The correlation of the top 30 models for each target is plotted in Figure S3. Although the MCC values are large for the models based on the different combinations of the selected classification features (as illustrated in Tables S2–S4), high correlation coefficients were found across all the systems (r = 0.7 ~ 0.9), meaning that the models in each combination are stable and not over-fitted. Thereby, it is reliable to analyze the predicted results of the external test set based on the best model for each target (herein, the best model was chosen based on the highest training set MCC values for each target). The probability of a molecule to be an inhibitor was estimated by the SVM model as shown in Fig. 3A1–A3, where model 15 of ABL (based on the top 1 docking pose strategy), model 5 of ALK (based on the best of the top three docking poses strategy), and model 15 of BRAF (based on the best of the top three docking poses strategy) are plotted.

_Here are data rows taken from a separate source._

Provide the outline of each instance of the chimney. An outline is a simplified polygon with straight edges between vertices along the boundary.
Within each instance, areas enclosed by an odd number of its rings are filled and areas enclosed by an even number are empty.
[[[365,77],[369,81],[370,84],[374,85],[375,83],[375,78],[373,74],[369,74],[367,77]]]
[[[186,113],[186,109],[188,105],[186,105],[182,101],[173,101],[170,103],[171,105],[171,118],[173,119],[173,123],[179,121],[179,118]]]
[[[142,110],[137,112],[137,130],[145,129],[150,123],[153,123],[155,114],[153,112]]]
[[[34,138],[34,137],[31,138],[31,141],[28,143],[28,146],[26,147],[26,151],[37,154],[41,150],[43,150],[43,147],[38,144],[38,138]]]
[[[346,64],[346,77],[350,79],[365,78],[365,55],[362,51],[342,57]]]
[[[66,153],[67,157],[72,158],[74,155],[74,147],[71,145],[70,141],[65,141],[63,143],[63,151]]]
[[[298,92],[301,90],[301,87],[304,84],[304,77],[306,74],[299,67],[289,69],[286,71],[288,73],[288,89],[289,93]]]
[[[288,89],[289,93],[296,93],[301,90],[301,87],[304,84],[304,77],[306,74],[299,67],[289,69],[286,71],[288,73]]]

It can be found that most of the non-inhibitors (blue cycles) are located at the bottom of the figures (Fig. 3A1–A3), suggesting that a large part of the molecules are recognized as in-actives, which is consistent with the fact that only few compounds natively show activities to the drug target. The corresponding ROC curve for each test set was also calculated based on the probability as shown in Fig. 3B1–B3, where the inflection points are shown in green dot lines (the inflection points were measured by 1% false positive rate of the test set as the fact that actives always exist in the chemical background, though the ratio is very low, usually < 1%).
The probability of a molecule to be an inhibitor is plotted in panel (A), where the inhibitors and the non-inhibitors are colored in red and blue, respectively. The ROC curves based on SVM probabilities (the inflection points are shown in green dot line) and docking scores (the inflection points are shown in red dot line) are illustrated in panel (B,C), respectively. The inflection points were measured by 1% false positive rate (Considering the test set contains 3500 non-inhibitors, the point with 35 non-inhibitors classified into the inhibitor group was used to determine the inflection point position).

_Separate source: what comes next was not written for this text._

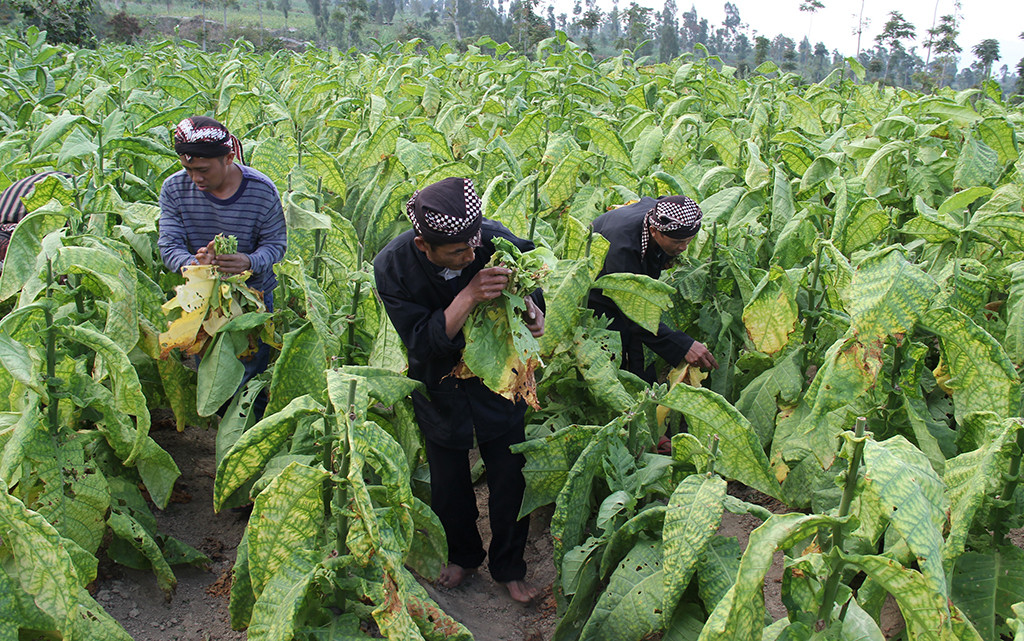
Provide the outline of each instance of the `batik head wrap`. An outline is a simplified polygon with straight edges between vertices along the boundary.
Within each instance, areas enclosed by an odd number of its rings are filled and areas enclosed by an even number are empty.
[[[235,153],[235,159],[244,164],[242,143],[228,133],[227,127],[209,116],[185,118],[174,128],[174,153],[192,158],[220,158]]]
[[[431,245],[480,246],[483,204],[469,178],[445,178],[412,195],[405,204],[416,235]]]
[[[658,199],[658,204],[644,216],[644,228],[640,233],[641,255],[647,255],[650,230],[657,229],[669,238],[690,238],[700,231],[700,221],[703,217],[704,212],[700,210],[700,206],[686,196],[665,196]]]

To give a comparison, the ROC curve for the test set based on the top 1 docking scores of the inhibitors and non-inhibitors were also plotted for each target (Fig. 3C). As shown in Fig. 3B,C, the AUC values based on the best MIEC-SVM models (0.866 for ABL, 0.937 for ALK, and 0.892 for BRAF, Fig. 3B1–B3) are all significantly higher than the corresponding results based on the top 1 docking scores (0.848 for ABL, 0.898 for ALK, and 0.816 for BRAF, Fig. 3C1–C3), with the AUC values increased by ~2% for ABL, ~4% for ALK, and ~8% for BRAF. Besides, it shows that the inflection points of the ROC curves based on the SVM probabilities (green dot lines in Fig. 3B) are also much higher than the corresponding docking results (red dot lines in Fig. 3C) (0.4 ~ 0.5 versus 0.1 ~ 0.3 for the MIEC-SVM models and molecular docking, respectively), meaning that there is more opportunity to find more inhibitors with much lower false positive rate by using the hyper-parameters-tuned MIEC-SVM models. Taken all, considering that a little improvement of the model accuracy (i.e. 1%) will remarkably decrease the false positive rate of VS using a large database, it should be a good choice to use the hyper-parameters-tuned MIEC-SVM models for structure-based VS.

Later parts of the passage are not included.